- What is bias-variance tradeoff? link: https://www.youtube.com/watch?v=YIPsfEtJppE
Consider that we have a data set. We create N random subsets of the data. We train a model for each subset, so we have N models.
If all the models give similar results (for example, we are performing binary classification and most of the models give the same class as the output) then we can say that the models are biased. Biased models are overly simple. They perform the classification on the basis of a very small subset of features. For example, suppose you have 10 features to predict if someone will get admitted to a college and a biased model will simply classify on the basis of gender. Biased models are robust to minor variations in the data.
Now suppose the models we build takes into consideration all the 10 features and they follow the patterns in the data very closely. These models are overly complex and will try to learn patterns which are not actually there (noise), hence they will fail to generalise in the test set. These models are said to have high variance.
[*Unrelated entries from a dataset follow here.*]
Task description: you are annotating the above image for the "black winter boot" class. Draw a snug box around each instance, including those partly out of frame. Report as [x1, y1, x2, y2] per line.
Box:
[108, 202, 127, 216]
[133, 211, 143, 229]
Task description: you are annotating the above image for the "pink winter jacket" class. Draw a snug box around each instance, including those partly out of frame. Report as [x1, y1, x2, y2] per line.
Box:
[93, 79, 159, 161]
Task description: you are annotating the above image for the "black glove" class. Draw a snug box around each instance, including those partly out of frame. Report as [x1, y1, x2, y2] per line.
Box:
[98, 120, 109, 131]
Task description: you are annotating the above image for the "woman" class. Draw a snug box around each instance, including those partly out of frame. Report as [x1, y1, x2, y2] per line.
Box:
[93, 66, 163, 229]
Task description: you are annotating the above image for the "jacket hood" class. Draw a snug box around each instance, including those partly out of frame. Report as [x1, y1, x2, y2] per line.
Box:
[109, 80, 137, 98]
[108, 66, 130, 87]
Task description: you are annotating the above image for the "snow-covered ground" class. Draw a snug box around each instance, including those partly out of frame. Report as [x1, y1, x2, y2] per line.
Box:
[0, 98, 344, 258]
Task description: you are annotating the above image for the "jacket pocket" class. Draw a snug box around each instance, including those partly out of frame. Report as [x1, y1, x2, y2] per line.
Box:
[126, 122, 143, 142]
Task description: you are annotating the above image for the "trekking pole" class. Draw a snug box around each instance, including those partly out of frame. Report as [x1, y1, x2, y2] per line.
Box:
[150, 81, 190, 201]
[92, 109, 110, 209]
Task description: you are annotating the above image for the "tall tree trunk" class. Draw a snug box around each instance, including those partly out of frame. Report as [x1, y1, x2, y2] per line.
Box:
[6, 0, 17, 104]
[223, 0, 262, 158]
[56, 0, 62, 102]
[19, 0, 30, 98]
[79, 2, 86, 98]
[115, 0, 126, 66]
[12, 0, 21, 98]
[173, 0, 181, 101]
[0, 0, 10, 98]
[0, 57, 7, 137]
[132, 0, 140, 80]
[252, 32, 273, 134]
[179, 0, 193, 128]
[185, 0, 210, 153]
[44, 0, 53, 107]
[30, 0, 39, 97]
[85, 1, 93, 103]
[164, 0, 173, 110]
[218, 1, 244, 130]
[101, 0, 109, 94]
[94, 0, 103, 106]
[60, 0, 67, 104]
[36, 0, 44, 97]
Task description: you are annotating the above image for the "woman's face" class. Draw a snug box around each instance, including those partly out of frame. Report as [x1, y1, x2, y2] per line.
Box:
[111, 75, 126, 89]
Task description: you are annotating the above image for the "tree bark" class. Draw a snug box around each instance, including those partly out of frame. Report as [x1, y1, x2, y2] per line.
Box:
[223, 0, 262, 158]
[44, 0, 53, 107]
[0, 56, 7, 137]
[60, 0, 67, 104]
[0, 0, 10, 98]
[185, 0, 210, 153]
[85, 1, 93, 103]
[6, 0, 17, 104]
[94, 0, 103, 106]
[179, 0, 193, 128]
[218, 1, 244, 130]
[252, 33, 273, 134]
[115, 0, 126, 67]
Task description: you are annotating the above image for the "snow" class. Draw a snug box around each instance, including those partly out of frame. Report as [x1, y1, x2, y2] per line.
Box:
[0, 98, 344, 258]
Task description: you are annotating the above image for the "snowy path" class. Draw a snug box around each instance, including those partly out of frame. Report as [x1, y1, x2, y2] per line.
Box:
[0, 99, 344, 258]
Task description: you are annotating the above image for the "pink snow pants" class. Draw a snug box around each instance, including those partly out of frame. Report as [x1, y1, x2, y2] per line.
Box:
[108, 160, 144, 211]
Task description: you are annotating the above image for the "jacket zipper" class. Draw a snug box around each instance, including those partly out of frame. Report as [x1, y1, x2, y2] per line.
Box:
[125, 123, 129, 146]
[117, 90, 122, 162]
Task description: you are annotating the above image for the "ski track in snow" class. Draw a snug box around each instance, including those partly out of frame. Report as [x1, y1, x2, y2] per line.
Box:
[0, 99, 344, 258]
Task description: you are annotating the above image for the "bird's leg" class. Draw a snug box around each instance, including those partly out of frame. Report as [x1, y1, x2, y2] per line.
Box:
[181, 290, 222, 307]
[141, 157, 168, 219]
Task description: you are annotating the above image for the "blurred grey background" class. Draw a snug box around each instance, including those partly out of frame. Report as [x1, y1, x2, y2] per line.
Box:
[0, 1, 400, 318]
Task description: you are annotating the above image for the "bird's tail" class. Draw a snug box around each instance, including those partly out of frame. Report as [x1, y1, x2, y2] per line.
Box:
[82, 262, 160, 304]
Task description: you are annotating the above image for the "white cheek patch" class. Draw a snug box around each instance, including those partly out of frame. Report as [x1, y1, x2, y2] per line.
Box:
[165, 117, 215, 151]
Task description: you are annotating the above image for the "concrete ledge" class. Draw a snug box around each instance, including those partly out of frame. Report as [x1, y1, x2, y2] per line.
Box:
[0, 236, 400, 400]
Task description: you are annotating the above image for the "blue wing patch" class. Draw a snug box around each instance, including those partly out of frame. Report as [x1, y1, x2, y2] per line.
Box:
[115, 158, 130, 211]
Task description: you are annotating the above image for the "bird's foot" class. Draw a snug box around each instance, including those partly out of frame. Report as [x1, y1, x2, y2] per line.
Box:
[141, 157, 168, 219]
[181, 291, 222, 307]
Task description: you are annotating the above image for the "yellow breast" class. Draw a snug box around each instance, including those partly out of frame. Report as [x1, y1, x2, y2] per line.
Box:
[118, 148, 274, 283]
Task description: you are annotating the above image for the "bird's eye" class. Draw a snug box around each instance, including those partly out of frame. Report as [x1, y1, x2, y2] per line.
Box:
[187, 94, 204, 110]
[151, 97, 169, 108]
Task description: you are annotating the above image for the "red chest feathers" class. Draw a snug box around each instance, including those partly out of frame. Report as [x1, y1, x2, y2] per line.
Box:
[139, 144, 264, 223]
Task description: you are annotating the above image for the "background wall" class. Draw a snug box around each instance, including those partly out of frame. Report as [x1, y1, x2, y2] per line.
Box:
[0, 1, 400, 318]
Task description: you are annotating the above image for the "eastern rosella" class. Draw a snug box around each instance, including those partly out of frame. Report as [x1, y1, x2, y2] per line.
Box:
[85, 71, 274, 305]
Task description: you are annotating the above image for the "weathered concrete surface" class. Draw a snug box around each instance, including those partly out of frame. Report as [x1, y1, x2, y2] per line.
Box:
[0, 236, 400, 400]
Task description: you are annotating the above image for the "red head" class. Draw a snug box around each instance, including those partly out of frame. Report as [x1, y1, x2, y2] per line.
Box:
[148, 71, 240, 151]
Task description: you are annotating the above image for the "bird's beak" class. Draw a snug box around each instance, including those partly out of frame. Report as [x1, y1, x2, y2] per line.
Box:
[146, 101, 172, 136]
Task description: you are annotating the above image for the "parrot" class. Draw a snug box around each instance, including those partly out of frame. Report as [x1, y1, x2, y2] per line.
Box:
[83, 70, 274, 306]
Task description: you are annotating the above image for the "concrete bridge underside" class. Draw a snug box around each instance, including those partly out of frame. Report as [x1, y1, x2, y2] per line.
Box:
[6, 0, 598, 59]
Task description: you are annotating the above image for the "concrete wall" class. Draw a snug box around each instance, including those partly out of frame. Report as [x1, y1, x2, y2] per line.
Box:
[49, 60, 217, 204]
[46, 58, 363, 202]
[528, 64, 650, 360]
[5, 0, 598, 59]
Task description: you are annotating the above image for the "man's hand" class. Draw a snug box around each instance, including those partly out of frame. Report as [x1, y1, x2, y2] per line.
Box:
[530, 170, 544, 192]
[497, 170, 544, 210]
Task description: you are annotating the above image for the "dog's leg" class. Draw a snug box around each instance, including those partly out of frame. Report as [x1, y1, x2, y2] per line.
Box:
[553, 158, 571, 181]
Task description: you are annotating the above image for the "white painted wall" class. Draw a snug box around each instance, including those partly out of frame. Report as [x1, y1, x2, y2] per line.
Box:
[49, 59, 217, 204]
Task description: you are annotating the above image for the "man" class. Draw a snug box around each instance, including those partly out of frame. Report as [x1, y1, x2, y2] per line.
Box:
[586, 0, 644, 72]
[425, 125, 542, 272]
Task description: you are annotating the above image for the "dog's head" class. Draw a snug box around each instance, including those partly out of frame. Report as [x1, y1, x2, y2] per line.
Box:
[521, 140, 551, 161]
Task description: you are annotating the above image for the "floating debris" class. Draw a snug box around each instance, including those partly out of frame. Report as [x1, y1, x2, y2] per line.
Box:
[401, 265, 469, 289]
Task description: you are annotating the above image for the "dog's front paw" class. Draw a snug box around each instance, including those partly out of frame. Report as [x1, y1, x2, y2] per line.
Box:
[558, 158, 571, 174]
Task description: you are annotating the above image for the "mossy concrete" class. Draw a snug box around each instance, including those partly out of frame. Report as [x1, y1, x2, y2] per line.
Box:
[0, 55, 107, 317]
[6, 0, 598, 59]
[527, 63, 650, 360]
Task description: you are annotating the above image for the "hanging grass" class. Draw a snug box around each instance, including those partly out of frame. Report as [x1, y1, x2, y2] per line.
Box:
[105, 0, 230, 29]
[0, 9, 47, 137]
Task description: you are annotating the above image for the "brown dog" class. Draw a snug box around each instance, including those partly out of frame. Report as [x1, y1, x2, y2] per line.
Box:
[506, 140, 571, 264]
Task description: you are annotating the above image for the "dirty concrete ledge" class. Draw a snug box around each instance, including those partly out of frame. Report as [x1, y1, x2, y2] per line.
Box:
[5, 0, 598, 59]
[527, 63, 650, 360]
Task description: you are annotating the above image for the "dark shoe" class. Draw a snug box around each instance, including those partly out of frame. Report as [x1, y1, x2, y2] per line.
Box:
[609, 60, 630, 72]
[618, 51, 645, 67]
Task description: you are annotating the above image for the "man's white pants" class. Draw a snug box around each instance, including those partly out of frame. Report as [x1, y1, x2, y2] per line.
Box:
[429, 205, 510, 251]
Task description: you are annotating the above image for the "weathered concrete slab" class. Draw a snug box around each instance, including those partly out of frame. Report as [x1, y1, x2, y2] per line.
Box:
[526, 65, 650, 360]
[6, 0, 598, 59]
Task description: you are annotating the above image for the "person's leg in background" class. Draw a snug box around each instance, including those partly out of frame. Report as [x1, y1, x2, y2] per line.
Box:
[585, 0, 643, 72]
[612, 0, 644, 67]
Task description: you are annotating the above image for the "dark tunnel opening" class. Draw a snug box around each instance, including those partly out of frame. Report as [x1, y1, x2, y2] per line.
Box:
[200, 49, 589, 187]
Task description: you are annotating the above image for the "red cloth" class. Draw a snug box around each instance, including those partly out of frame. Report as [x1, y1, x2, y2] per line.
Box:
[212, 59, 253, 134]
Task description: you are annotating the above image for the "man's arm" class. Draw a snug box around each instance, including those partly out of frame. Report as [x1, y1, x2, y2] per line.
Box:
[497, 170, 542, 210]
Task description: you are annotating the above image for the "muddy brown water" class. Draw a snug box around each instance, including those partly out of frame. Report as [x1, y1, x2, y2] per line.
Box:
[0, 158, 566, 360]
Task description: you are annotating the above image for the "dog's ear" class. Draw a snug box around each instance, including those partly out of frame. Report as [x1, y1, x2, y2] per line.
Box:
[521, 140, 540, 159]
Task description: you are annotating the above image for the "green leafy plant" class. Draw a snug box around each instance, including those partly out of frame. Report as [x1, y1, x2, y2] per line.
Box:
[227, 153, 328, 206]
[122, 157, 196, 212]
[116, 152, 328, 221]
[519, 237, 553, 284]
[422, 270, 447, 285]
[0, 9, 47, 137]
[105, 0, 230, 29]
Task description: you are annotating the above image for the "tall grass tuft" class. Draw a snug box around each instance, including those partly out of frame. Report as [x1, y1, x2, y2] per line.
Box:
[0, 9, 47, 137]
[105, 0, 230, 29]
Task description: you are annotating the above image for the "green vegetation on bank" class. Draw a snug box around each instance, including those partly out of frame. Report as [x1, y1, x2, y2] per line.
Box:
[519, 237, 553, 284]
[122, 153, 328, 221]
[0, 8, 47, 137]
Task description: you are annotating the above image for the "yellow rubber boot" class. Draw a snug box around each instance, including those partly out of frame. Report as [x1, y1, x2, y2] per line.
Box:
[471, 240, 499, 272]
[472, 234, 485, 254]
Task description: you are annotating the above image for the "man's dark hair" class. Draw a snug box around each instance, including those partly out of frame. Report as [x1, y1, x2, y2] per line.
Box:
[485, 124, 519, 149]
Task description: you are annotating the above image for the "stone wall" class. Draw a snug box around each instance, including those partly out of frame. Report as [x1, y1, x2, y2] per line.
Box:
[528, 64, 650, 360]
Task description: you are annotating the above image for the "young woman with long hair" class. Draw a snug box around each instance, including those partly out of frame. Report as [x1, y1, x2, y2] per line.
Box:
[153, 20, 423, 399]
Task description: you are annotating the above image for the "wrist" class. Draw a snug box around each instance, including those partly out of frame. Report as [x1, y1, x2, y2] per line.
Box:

No two models will give similar or consistent results as they are influenced by noises of the data. Small change in the training data will create major impact on the outcome.
Now increasing bias will decrease variance and increasing variance will decrease bias (hence the Tradeoff). Ideal models will have reasonably low bias and reasonably low variance.
- What is multi-collinearity?
When the independent variables in a regression model are correlated, it is called multi-collinearity. It can be of 2 types: structural - if we have X as a feature and we include X^2 as a feature too data - observational diffiulties, where we fail to identify if 2 features are correlated
- Why is Multicollinearity a problem? Multi-collinearity may not affect the accuracy of the model as much. But we might lose reliability in determining the effects of individual features in the model - and that becomes a problem when it comes to interpretability.
The coefficient estimates can swing wildly based on which other independent variables are in the model. The coefficients become very sensitive to small changes in the model.
Multicollinearity reduces the precision of the estimated coefficients, which weakens the statistical power of your regression model. You might not be able to trust the p-values to identify independent variables that are statistically significant.
- How to detect Multicollinearity? There are some ways to detect multicollinearity: Multicollinearity can be detected using VIF (Variable Inflation Factors). VIF determines the strength of the correlation between the independent variables. It is predicted by taking a variable and regressing it against every other variable.